After the initial conversion to mkh5
no further import/export
parsers are required and cross-platform portability is immediate. By
using built-in functions or 3rd party hdf5 library wrappers, the
mkh5
HDF5 files can be read and written with a few lines of code
in Python, MATLAB, and R on linux, Mac OS, and Windows.
The mkh5
data block maps directly to data frames/tables in R,
Pandas, and MATLAB. The JSON header maps directly to native
structures, e.g., R named lists, Python dicts, and MATLAB
structs. This makes merging continuous and single-trial EEG data with
arbitrary non-EEG variables from other sources entirely
straightforward by taking advantage of existing table transformation
functions: row and column slicing operations by name or index to
access parts of a single table; table row and column stacking
operations to construct new tables; function application by row, by
column, and by group using column variables as the grouping factor.

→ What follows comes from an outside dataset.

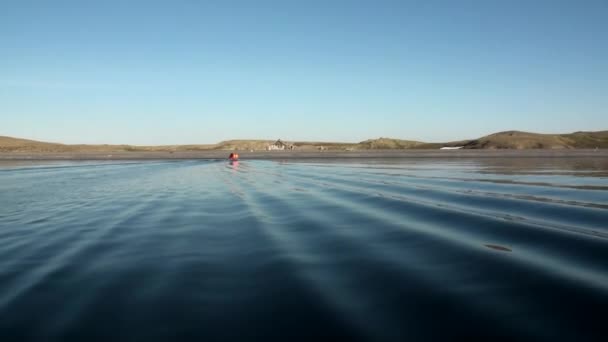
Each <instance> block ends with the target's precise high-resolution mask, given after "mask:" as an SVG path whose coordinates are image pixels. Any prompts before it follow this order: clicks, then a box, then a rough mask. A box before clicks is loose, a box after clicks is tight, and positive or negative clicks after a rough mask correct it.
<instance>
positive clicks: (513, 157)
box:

Furthermore, any data the experimenter has embedded in the header or imported from an external source can be readily merged with the data block column EEG time-series and this can be whatever heterogenous information the experimenter deems useful, from recording session parameters and free-form experimenter notes to electrode locations, pre- and post-test scores, biomarkers, demographics, artifact screening criteria, etc., etc.. The JSON header format allows ready access to whatever information is traveling with the EEG data in the data block but does not require any particular header fields or content beyond the column index. Likewise the external data import also allows easy access to heterogenous information without requiring any of it. This flexibility allows the experimenter to smoothly marry the sampled EEG data to whatever sorts of experimental variables are useful for whatever sort of analysis is needed to answer research question.
In sum, the mkh5
approach is to define a simple, consistent
structure that is extensible in simple, consistent ways. The flexible
data blocks and headers can stretch as needed to accommodate very
different experimental designs and analyses while the consistent
format streamlines the development of what must inevitably be
semi-custom analysis pipelines.
mkpy
overview
Although originally designed as a data interchange format for Kutas lab
binary ERPSS .crw
and .log
files, the file format is
unopinionated and EEG data from any system could be stored as mkh5.
In addition to database-like operations to create, update, and retrieve
mkh5
format HDF5 files, the mkpy
package provides utilities for
visualizing and screening continuous and epoched EEG data
(pygarv
), for tagging EEG data with experimental variables of
interest from the header and external data sources, and for exporting
single trial epochs is various data interchange formats for convenient
analysis.
mkh5
EEG data (floating point), timestamps (unsigned int), event codes (ints), trigger lines, position sensor data, etc.., values change from sample to sample. These and other such data streams go in the tabular data block columns. Subject information, apparatus settings, etc. don’t change from sample to sample. That goes in the header.
pygarv/mkh5viewer
EEG artifact screening tests are stored on disk in human and machine-readable YAML. When the tests are applied, pass-fail results are logged in a datablock column so it travels with the data from then on. The tests and parameters themselves are stored in the datablock header. Tests can be viewed and edited interactively.
codetagger
Arbitrary experimental design factors and levels are pulled from the header and/or imported from external YAML, Excel .xlsx, or tab-separated text and anchored to pattern-matched time-stamped integer event codes in the continuous EEG data before extracting single trial epochs and data reduction.
export_epochs
The tagged single-trial EEG data epochs can be exported in tabular format as HDF5, feather, or tab-separated text for downstream analysis.